A useful scorecard narrows debate and leads to a testable pilot contract.

  1. List tasks. Collect recurring problems from owners, not imagined features.
  2. Record baseline. Capture current effort, errors, delays, review, and exceptions.
  3. Score and explain. Attach a rationale and unknowns to each criterion.
  4. Choose a pilot. Select a narrow task with reversible action and fixtures.
  5. Set stop rules. Define when to continue, revise, pause, or reject.

The failure path and its guards

Prioritization fails when scores hide assumptions or reward ambition instead of testability.

  • No baseline. Mark value unknown and measure current work before promising benefit.
  • Broad scope wins. Split the idea until one owner, input, output, and decision are visible.
  • Risk averages away. Use a veto or human gate for consequences convenience cannot offset.
  • Pilot cannot teach. Add fixtures, trace evidence, and a decision date.

A practical next action

Choose three recurring tasks and observe how each is performed today. Write the trigger, owner, accepted inputs, required output, current friction, common exceptions, failure consequence, review step, and available baseline evidence. Name the higher-value work that recovered capacity would support. Mark every unsupported benefit, cost, frequency, or quality assumption as unknown rather than converting enthusiasm into a score.
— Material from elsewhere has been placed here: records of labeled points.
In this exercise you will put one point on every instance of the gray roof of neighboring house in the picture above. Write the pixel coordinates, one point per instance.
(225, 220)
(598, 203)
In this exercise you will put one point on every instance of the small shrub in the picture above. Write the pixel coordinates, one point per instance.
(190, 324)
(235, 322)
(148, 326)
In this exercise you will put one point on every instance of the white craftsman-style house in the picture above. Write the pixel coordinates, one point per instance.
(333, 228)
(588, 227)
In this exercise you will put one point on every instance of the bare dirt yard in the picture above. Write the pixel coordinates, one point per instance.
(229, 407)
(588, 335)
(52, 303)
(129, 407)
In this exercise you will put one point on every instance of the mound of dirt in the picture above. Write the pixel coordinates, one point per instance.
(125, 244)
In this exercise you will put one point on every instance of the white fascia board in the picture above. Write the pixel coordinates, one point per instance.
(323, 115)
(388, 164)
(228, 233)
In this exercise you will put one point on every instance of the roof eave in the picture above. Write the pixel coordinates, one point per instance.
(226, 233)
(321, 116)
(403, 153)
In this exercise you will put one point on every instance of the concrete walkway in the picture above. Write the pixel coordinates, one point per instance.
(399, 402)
Score the tasks in a review with the people who perform and supervise them. Challenge each rationale, identify any risk that should act as a veto, and test how the ordering changes when uncertain criteria are removed. Turn the leading candidate into a narrow pilot contract with sanitized fixtures, end-state checks, human gates, recovery, measurement, and a scheduled owner decision. Preserve the rejected candidates and reasons so new evidence can reopen priority without repeating the entire discussion.

Limitations

Scores express current judgment and available evidence; they are not objective forecasts, universal weights, or guaranteed returns. Two responsible reviewers may order candidates differently because their risk tolerance and capacity differ. Keep rationales, evidence gaps, and vetoes beside the score so the owner can see the tradeoff instead of trusting a synthetic total.

Reopen priorities when task volume, policy, input quality, integration effort, review capacity, failure impact, or business strategy changes. A strong discovery score can still produce a weak pilot if fixtures are unrepresentative or hidden exceptions dominate. The decision should advance only from observed pilot evidence, and stopping a poor-fit use is a valid outcome rather than a failure to adopt AI.

Dependencies between candidates can also distort a simple ranking. A modest data-cleanup or process-ownership task may need to happen before a more valuable automation becomes testable. Record those prerequisites explicitly and distinguish enabling work from the use case expected to deliver the eventual operating benefit.

Primary and official sources

  1. The State of AI: How Organizations Are Rewiring to Capture Value — McKinsey & Company. Enterprise survey evidence on workflow redesign, governance, training, trust, feedback, and KPI practices.
  2. The State of Generative AI in the Enterprise, Q4 — Deloitte. Enterprise survey context for value expectations, scaling friction, governance, and risk barriers.